Harwich Electric Palace cinema gets £650,000 funding
- Published
One of the oldest cinemas in the country is going to close for nine months after being awarded £653,000 to secure its ceiling.
The money for refurbishment work at the Electric Palace in Harwich is coming from the Heritage Lottery Fund.
David Looser, chairman of the cinema, said: "Insurers were taking a cautious view about the safety of ceilings.
"It follows incidents elsewhere in the county where chunks of plaster were falling down."

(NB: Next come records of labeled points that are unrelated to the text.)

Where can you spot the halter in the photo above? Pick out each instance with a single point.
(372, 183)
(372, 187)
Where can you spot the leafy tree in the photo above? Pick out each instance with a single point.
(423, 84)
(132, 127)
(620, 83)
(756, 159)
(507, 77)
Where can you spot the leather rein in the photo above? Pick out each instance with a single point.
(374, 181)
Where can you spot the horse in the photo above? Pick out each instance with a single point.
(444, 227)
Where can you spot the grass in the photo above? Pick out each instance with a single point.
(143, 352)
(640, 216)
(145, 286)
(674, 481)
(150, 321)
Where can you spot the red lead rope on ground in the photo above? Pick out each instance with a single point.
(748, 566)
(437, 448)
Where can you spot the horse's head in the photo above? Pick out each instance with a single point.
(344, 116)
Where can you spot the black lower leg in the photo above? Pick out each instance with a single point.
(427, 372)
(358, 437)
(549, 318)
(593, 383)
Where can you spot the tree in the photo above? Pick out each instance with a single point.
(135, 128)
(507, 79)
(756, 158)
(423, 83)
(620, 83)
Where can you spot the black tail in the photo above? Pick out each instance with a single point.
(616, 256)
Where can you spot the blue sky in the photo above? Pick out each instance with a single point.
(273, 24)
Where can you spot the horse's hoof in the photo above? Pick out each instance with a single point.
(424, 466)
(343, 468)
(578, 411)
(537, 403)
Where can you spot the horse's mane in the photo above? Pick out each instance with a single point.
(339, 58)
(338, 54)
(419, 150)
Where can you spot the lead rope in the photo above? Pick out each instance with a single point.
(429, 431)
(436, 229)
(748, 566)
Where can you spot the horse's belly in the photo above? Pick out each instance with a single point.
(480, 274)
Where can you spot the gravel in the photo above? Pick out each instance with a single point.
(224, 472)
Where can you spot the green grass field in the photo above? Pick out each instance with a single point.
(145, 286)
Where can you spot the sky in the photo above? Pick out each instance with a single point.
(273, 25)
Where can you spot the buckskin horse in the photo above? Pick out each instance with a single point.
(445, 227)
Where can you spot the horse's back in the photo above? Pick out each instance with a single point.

He said there had been no mishaps at Harwich, but plaster had fallen off a theatre ceiling in London, injuring 76 people in 2013, and much smaller pieces of plaster fell from Ipswich's Regent Theatre in 2011, when no-one was inside.
The Electric Palace opened on King's Quay Street in 1911, closed in 1956 and the Grade II-listed building reopened in 1981.
Mr Looser said: "We've currently got a safety net under our ceiling.
"Elsewhere, the cinema has got a little tatty and hasn't been redecorated since we restored it in the 1970s, so it needs doing."
The restoration work will be carried out by Ipswich-based firm Nicholas Jacobs Architects.
The money will also be spent redecorating the auditorium, refurbishing its 199 seats and toilets, replacing electrical equipment and enlarging the stage.
Because the cinema will be closed, the trust is planning on setting up a cinema-in-a-tent "Bioscope" on Harwich Green for the Harwich Festival, which runs from 21 June to 1 July.